How do you take your losses and turn them into a learning experience? Here are some handy tips anyone can use.
Look, let’s face facts – we’re all going to have bad days and bad tournament performances. But what’s the best way to move forward with those losses and take something positive from them?
Now, it goes without saying that there’s a lot of general advice I can give about losing and how to take lessons from it, advice applicable to *any* game. So we’re not going to do that today. Instead, I want to focus on X-Wing advice specifically, and hit on three main points I want you to focus on after you had a bad day of X-Wing, starting with…
Don’t Blame Your Dice
Wait, wait, hold up! Hear me out! Yes, dice can cause a hefty swing in a game, but you know what will guarantee you never improve as an X-Wing player? Walking away from a loss grumbling that you only lost because your dice went cold. Even if you didn’t roll a single evade all game, blaming your dice will never get you anywhere. And honestly, I argue that even though dice luck can affect a game, you never win or lose because of dice.

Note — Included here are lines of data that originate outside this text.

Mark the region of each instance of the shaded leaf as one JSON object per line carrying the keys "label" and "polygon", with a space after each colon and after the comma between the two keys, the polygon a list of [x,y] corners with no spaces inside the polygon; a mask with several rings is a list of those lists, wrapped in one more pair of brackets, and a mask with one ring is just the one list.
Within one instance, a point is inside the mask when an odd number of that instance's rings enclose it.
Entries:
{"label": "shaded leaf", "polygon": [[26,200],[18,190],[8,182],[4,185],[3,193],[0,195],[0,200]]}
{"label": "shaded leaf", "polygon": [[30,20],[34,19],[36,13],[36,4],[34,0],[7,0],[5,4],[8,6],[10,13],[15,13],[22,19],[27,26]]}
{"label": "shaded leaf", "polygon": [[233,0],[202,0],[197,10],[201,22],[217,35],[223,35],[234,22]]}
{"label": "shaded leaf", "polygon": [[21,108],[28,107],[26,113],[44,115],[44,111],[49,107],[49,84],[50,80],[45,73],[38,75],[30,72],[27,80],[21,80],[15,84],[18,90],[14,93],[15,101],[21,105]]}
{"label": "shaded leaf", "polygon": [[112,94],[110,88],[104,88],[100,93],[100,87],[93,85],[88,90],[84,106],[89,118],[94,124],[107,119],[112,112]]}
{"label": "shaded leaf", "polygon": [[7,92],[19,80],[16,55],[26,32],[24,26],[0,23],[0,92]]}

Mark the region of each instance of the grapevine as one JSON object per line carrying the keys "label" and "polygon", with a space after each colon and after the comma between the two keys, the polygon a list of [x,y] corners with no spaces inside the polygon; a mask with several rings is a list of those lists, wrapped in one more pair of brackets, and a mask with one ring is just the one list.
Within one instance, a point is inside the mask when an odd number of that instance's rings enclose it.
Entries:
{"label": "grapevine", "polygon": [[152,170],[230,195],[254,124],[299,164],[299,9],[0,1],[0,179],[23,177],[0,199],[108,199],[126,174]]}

Instead, I encourage you to look at the rest of the game. Did you over-commit your flanking ship too early? Could you have boosted/barrel-rolled out of arc, denying yourself a shot, but also denying your opponent a shot, knowing you can re-engage faster? These are the kinds of questions you should ask yourself, rather than be angry that Darth Vader died when taking range 3 shots from 4 different ships.
This is where it would be a great idea to take notes immediately after a match, if you can. I keep a notebook with my X-Wing stuff, and after every game I write down 3 things I think went well, and 3 mistakes I think I made. Going forward, I actually recommend this to everyone that can, just remember to take notes after the match, instead of at the end of the day. I dunno about you, but my memory of Game 1 gets fuzzy at the end of Game 6 in one day.
I feel like it’s no exaggeration to say that games can be won and lost on deployment and asteroid placement alone, and I’m far from the first person to suggest this.
Last and least among these considerations is examining your list. Yes, I actually mean that this should be your last consideration. It’s very tempting to walk away from a day of losing and decide that your list is garbage, and throw it out, go back to the drawing board. I should know, I’ve fallen into that trap. But you have to keep in mind that by doing so, you lose out on the actual practice time you’ve gotten in with flying those ships. Often it can be the right idea to make tweaks to your list, replace one ship or a few upgrades, but replacing an entire list should only be done after carefully examining the first two steps in this article.
~ Lose and Learn my fellow pilots, lost and learn.